The fundamental task of a business is to generate profits for its owners, investors, or shareholders, right? “Make as much money as possible while conforming to the basic rules of the society,” to borrow a phrase from Milton Friedman. That’s an appealing stance, precisely because its absolute clarity makes it easy to sidestep any number of tricky social, cultural, or political issues that might complicate a pure focus on the bottom line.
But lately, that proposition has gotten complicated. In fact, something like 200 CEOs of massive firms such as Apple, General Motors, and Bank of America, under the auspices of the Business Roundtable, recently tried to declare a new kind of era, in which business would serve not just shareholders but “stakeholders” — holding themselves responsible to employees, customers, and the environment. “We commit to deliver value to all of them,” the group’s statement read, “for the future success of our companies, our communities and our country.”

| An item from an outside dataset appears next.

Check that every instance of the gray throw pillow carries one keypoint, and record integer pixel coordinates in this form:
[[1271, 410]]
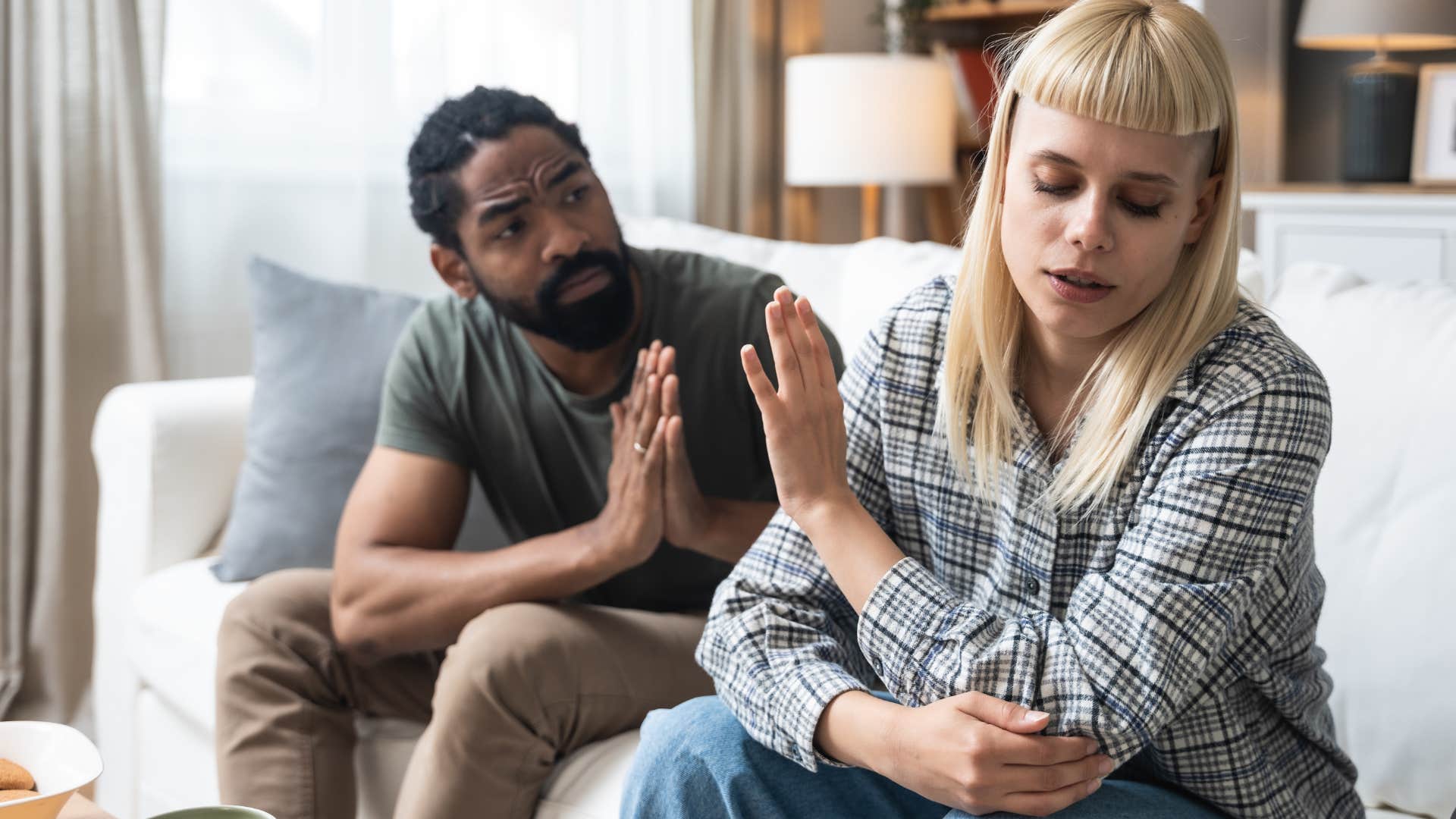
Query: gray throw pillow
[[319, 357]]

For many business owners this sudden stroke of enlightenment was nothing new; stakeholder-driven B Corps have been around for more than a dozen years, and there are currently over 2,500 companies with its certification. But the collective statement responded to a zeitgeist, one that as Harvard Business School historian Nancy Koehn pointed out, is animated partly by increasingly widespread skepticism of big business, income inequality, and excessive CEO compensation, among other issues.
In a way, the declaration was simply one piece of a years-old trend: indisputably profit-driven enterprises (particularly those that have tied their brand to the “disruptive” use of technology) slathering a thick layer of vague-yet-highfalutin virtue over their business plans. “Our mission is to elevate the world’s consciousness,” WeWork declared — shortly before its IPO plans cratered, and the company became Exhibit A for the end of chutzpah-driven startups, better at performative rule-breaking than at actually delivering results.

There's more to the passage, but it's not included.